Lissara Presbyterian on the square was built in 1867 — foundation stone laid by James Sherman Crawford on land donated by James Cleland. In 1951 most of the elders and a big part of the congregation walked out over a dispute between evangelicals and liberals. The split is part of the wider Presbyterian schism of those years across Ulster. Both sides still meet within walking distance of the square.

Mary's Well, a retreat, a heritage trail

Tobar Mhuire

The Passionist Community took over Crossgar House in 1948 and over the decades turned it into a 15-bedroom retreat centre with a 1.9-mile heritage trail through the grounds. The trail takes in Mary's Well, a Victorian walled garden with a restored pond and glasshouse, and a viewpoint looking south to the Mournes. Open to anyone, any faith or none. Closer to a country park than a monastery, most days.

05 / 08

Things to do outside.

Wear waterproofs. Bring a sandwich. Tell someone where you're going if it's the mountain.

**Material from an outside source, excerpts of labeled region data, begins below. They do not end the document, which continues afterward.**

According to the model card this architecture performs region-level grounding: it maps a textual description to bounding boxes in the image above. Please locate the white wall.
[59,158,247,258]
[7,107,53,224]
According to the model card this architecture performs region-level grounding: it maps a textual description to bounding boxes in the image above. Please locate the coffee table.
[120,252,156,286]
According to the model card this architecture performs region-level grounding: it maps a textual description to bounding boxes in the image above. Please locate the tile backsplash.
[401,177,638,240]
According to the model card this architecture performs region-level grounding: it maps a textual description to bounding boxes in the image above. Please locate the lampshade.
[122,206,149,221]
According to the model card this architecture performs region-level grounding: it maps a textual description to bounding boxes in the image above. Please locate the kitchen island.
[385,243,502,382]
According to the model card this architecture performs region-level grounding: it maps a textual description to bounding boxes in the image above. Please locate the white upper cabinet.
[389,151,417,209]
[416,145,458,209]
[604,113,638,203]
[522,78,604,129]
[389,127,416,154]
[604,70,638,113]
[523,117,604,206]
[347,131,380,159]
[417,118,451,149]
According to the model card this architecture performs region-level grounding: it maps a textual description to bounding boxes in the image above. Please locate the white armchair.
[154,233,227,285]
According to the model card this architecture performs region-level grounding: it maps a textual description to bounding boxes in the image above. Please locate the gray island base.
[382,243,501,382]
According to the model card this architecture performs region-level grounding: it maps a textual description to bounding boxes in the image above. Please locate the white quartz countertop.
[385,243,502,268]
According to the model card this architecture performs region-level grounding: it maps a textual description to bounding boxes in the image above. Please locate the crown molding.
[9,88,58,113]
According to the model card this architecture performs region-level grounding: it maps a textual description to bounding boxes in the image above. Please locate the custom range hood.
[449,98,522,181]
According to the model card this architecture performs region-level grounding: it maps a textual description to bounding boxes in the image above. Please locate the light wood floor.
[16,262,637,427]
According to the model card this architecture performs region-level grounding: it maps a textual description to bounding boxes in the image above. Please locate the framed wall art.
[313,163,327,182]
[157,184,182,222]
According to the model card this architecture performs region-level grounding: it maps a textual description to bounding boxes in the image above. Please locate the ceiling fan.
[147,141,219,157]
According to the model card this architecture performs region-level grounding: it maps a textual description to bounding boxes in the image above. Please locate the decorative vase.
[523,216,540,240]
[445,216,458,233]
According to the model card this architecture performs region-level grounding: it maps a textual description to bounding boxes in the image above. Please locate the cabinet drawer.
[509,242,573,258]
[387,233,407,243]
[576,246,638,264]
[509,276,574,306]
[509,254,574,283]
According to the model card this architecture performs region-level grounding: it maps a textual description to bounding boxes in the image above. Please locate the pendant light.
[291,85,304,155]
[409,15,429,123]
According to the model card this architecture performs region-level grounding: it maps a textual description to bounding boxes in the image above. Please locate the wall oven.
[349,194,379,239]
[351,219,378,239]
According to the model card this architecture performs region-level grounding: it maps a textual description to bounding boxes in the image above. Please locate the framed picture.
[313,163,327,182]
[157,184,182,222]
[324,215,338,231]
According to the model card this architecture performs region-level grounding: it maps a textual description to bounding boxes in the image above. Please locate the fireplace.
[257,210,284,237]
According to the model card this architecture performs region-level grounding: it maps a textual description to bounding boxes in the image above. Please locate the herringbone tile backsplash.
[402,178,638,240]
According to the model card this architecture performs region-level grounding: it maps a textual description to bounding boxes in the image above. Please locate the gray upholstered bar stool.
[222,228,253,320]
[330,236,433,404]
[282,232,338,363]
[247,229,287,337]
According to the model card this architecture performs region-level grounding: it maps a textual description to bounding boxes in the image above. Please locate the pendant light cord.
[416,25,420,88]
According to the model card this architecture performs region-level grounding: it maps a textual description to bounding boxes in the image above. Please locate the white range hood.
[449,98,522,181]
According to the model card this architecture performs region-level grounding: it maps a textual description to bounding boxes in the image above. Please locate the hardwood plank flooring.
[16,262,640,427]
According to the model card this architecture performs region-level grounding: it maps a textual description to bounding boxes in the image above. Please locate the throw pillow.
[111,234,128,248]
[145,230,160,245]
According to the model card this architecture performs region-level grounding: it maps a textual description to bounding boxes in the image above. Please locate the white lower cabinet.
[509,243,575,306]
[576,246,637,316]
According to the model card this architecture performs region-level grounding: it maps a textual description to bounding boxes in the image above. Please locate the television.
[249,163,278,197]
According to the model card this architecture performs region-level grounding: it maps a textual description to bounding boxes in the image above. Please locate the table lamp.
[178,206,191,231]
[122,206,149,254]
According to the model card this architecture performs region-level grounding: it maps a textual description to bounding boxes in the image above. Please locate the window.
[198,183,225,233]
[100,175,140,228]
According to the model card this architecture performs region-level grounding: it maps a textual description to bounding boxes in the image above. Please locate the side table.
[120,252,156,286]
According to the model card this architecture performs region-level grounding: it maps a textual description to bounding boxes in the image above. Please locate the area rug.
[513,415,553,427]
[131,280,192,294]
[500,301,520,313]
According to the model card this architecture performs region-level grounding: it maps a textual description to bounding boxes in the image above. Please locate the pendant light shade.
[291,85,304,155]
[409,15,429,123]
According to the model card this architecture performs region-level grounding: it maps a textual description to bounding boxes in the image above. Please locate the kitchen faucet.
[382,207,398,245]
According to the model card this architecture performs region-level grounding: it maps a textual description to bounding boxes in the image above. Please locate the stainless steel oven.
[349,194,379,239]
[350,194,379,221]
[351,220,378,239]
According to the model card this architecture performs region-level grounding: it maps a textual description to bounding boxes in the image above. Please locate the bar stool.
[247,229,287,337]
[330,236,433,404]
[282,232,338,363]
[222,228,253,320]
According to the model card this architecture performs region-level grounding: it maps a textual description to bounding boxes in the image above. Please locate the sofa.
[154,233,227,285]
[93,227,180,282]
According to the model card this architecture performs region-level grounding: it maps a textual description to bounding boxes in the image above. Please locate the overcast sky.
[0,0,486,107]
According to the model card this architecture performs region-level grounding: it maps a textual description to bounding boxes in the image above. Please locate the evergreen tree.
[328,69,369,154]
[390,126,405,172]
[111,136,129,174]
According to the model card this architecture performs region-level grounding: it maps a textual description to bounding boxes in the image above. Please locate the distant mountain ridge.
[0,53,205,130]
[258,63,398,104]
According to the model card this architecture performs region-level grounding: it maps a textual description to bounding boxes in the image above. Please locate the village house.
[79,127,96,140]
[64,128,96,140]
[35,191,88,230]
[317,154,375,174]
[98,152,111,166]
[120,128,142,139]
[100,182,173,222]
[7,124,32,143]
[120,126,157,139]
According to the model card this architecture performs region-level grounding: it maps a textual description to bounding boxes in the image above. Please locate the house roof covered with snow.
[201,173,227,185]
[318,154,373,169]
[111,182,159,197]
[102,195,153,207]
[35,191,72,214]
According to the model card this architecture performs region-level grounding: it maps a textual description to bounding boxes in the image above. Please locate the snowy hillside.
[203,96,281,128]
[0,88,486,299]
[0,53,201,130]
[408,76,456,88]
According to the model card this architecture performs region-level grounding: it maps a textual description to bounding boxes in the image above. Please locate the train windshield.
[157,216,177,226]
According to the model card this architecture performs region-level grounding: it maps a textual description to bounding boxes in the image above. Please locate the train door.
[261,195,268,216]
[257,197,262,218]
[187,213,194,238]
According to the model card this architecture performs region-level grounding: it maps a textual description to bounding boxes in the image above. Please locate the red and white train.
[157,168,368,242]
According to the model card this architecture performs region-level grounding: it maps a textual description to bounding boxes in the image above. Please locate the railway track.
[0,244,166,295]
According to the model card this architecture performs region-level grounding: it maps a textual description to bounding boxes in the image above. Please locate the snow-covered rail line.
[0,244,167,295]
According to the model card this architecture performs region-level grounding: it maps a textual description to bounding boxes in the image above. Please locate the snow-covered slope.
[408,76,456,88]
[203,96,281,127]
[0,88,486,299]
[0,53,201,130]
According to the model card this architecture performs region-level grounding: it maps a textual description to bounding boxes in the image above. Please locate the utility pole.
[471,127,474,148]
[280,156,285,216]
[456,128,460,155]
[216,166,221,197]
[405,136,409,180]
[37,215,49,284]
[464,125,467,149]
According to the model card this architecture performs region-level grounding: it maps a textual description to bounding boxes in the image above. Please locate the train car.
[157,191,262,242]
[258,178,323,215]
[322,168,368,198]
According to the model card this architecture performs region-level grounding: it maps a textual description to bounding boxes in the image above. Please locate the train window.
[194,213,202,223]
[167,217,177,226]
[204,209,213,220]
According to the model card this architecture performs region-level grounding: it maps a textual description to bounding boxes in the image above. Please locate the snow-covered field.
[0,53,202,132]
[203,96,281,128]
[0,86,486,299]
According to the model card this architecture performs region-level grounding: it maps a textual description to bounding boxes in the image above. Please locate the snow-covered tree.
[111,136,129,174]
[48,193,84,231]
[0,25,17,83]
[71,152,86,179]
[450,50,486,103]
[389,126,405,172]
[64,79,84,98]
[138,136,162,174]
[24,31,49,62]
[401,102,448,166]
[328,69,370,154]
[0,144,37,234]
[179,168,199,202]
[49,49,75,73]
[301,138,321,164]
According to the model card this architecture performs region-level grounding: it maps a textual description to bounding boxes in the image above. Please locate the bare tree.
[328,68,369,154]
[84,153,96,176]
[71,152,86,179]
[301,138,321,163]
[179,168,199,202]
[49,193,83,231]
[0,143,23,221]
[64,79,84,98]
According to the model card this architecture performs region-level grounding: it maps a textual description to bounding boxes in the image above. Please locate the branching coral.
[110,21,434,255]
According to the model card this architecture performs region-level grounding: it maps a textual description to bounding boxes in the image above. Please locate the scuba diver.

Tobar Mhuire heritage trail Compacted gravel path through the woods of the old Crossgar House estate. Past Mary's Well, the walled garden, and a viewpoint over the Mourne Mountains. The closest thing the village has to a tourist site, and it is run by monks.
1.9 milesdistance
45 mintime
The square loop Out from the square, down Downpatrick Street past the chippers and the diner, round by St Joseph's and back. The whole village in a quarter of an hour. Do it once to get your bearings; the second lap is for the dog.
1 kmdistance
15 mintime
06 / 08

When to go.

There is no bad time. There are different times.

Spring
Mar–May

Tobar Mhuire walled garden coming back to life. The Mournes still have snow on the highest tops. Quiet.

◉ Go
Summer
Jun–Aug

Long evenings, the diners full, the buses running every hour. A fine base if you are working east Down by car.

◉ Go
Autumn
Sep–Oct

The woods at Tobar Mhuire turn properly. Pub fires get going. The shoulder month nobody else thinks of.

◉ Go
Winter
Nov–Feb

Daylight goes early. The Corner Inn fire is the village living room. Not a destination month — but if you are passing, stop.

◐ Mind yourself
07 / 08

What to skip.

Honestly? Don't bother.

If a local was sitting beside you, this is the bit where they'd lean in.

×
Looking for a music scene

There is not one. The pubs are talking pubs, not session pubs. For trad you want Downpatrick (Denvir's) or further afield.

×
Treating it as a base for Strangford Lough

Killyleagh on the shore is five miles east and gets you onto the water. Crossgar is inland — close, but not the same village.

+

Getting there.

By car

Belfast to Crossgar is 35 minutes on the A7. Downpatrick is 10 minutes south on the same road; Saintfield 10 minutes north.

By bus

Translink Ulsterbus 15 and 215 (Goldline Express) Belfast Europa to Downpatrick stop in Crossgar hourly. Belfast to Crossgar is about 35–45 minutes; Crossgar to Downpatrick about 13 minutes.

By train

No train. The nearest working line is Belfast Lanyon Place — bus or car from there.

By air

Belfast City (BHD) is 30 minutes by car. Belfast International (BFS) is an hour.